Global media companies Warner Bros. Discovery (WBD) and Paramount Global (PARA) are scheduled to report their quarterly results on November 7 and 8, respectively. Using the TipRanks Stock Comparison Tool, a closer look suggests both stocks have a neutral outlook. However, if I had to choose one as the better buy ahead of earnings, I'd lean toward Paramount Global, given its better fundamentals and relatively stronger track record in meeting earnings expectations.
Let's dive deep.
I have a neutral outlook on Warner Bros. Discovery as an investment, primarily because the company remains weighed down by substantial debt from its merger with Discovery and faces ongoing challenges in reducing this debt.
Currently, WBD has $41.4 billion in gross debt, translating to a net debt-to-earnings leverage ratio of 4x. Despite generating a solid $7.47 billion in cash flow last year, there is skepticism about the company's ability to meet its leverage target of 2.5x to 3x by the end of 2024. The major concern is that Warner Bros. Discovery is not yet profitable, with analysts forecasting profitability sometime in 2025.
In the streaming market, WBD competes with HBO Max and Discovery+, providing a blend of premium and reality television content. The company's path to profitability is closely tied to its direct-to-consumer (DTC) strategy, which includes the Max platform. While the segment is still posting a slight loss this year, it has seen global growth with 103.3 million subscribers.
While DTC subscriber numbers in the U.S. and Canada are falling, recent price hikes for Max are expected to offset the lower average revenue per user (ARPU), which is approximately $8 -- approximately half of Netflix's (NFLX). Achieving profitability may take some time, but Warner Bros. Discovery's valuation appears appealing, with an EV/EBITDA of 7.9x, nearly 27% lower than the industry average.
I prefer to remain cautious about Warner Bros. Discovery given its conservative Q3 2024 earnings outlook, with revenue projected at $9.79 billion. This moderation likely stems from significant debt obligations, potentially limiting cash flow and challenging profitability. In the past three months, nine out of ten analysts have revised earnings down, and seventeen out of nineteen have lowered revenue projections, underscoring increasing skepticism around WBD's performance.

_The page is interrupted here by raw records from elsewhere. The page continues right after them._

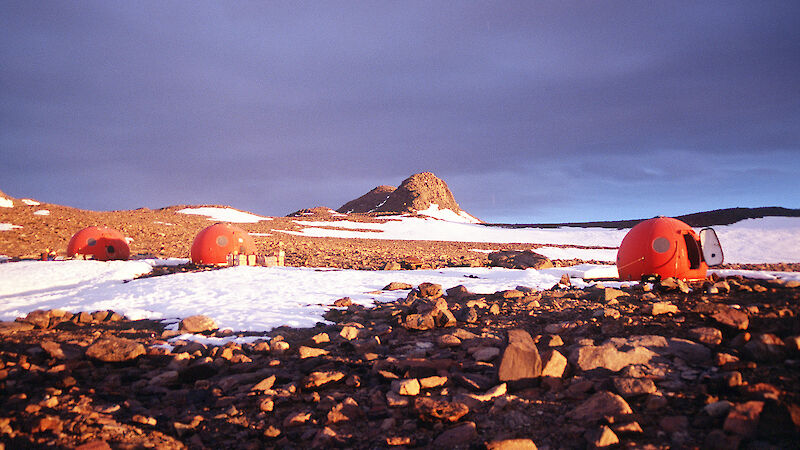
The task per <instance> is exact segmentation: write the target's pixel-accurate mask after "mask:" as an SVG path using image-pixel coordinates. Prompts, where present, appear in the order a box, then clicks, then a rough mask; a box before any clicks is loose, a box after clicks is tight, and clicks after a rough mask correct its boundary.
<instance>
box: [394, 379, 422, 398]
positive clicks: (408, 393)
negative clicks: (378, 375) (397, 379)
mask: <svg viewBox="0 0 800 450" xmlns="http://www.w3.org/2000/svg"><path fill="white" fill-rule="evenodd" d="M419 390H420V384H419V380H417V379H416V378H410V379H405V380H395V381H392V391H393V392H395V393H397V394H399V395H410V396H414V395H419Z"/></svg>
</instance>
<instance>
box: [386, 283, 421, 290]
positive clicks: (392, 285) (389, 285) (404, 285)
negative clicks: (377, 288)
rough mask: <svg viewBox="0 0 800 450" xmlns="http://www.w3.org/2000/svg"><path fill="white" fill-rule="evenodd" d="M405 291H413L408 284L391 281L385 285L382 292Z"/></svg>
mask: <svg viewBox="0 0 800 450" xmlns="http://www.w3.org/2000/svg"><path fill="white" fill-rule="evenodd" d="M406 289H414V286H412V285H410V284H408V283H400V282H397V281H392V282H391V283H389V284H387V285H386V286H385V287H384V288H383V289H382V290H384V291H402V290H406Z"/></svg>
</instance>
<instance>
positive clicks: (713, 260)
mask: <svg viewBox="0 0 800 450" xmlns="http://www.w3.org/2000/svg"><path fill="white" fill-rule="evenodd" d="M700 247H701V248H702V249H703V258H704V259H705V260H706V264H708V265H709V266H716V265H719V264H722V261H724V260H725V256H724V255H723V254H722V245H720V243H719V239H718V238H717V233H716V232H715V231H714V229H713V228H703V229H702V230H700Z"/></svg>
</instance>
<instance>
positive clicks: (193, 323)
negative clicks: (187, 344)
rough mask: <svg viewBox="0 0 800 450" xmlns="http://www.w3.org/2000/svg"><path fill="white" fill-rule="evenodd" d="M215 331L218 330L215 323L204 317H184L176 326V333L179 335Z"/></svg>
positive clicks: (216, 323) (213, 320) (214, 321)
mask: <svg viewBox="0 0 800 450" xmlns="http://www.w3.org/2000/svg"><path fill="white" fill-rule="evenodd" d="M217 329H219V326H218V325H217V322H216V321H215V320H214V319H212V318H210V317H208V316H204V315H195V316H189V317H186V318H185V319H183V320H181V323H180V325H178V331H180V332H181V333H206V332H210V331H214V330H217Z"/></svg>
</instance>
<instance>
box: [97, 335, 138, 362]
mask: <svg viewBox="0 0 800 450" xmlns="http://www.w3.org/2000/svg"><path fill="white" fill-rule="evenodd" d="M144 354H145V348H144V345H142V344H140V343H138V342H136V341H132V340H130V339H125V338H118V337H107V338H101V339H98V340H97V341H95V343H94V344H92V345H90V346H89V347H88V348H87V349H86V356H88V357H90V358H93V359H96V360H98V361H103V362H122V361H130V360H132V359H136V358H137V357H139V356H141V355H144Z"/></svg>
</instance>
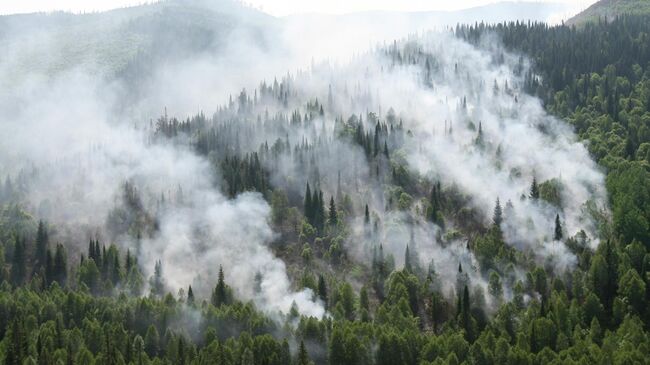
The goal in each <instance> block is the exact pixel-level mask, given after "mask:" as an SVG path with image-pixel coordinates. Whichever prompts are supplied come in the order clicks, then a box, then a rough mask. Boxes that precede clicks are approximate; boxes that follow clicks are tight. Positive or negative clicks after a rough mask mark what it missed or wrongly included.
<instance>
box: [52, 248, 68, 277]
mask: <svg viewBox="0 0 650 365" xmlns="http://www.w3.org/2000/svg"><path fill="white" fill-rule="evenodd" d="M66 261H67V259H66V253H65V247H63V245H62V244H60V243H59V244H57V245H56V252H55V253H54V270H53V274H54V278H53V279H54V280H55V281H56V282H58V283H59V285H60V286H65V285H66V280H67V277H68V271H67V270H68V269H67V263H66Z"/></svg>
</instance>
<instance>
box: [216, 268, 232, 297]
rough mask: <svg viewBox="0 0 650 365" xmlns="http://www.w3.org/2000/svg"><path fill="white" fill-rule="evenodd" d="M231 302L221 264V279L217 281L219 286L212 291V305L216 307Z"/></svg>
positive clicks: (219, 277) (220, 273)
mask: <svg viewBox="0 0 650 365" xmlns="http://www.w3.org/2000/svg"><path fill="white" fill-rule="evenodd" d="M228 304H230V301H229V298H228V286H227V285H226V282H225V280H224V275H223V267H222V266H219V279H218V281H217V286H216V287H215V288H214V291H213V292H212V305H214V306H215V307H221V306H222V305H228Z"/></svg>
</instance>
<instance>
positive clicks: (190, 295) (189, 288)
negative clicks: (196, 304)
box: [187, 285, 194, 305]
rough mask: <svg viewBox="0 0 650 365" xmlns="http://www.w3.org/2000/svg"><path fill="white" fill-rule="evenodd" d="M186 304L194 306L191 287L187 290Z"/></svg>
mask: <svg viewBox="0 0 650 365" xmlns="http://www.w3.org/2000/svg"><path fill="white" fill-rule="evenodd" d="M187 304H188V305H194V292H193V291H192V285H190V287H189V288H188V289H187Z"/></svg>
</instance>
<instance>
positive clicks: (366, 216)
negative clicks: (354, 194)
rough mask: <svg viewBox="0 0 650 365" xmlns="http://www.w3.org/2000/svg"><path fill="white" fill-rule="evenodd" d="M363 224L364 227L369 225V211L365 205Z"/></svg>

It's important to note that WBD has beaten EPS and revenue estimates in only two of the last ten quarters. If it fails to meet conservative Q3 expectations, this could signal worsening liquidity issues and harm the company's financial stability. Conversely, exceeding these expectations might offer short-term support for the stock despite the overall bearish sentiment. However, I believe taking that risk isn't worthwhile.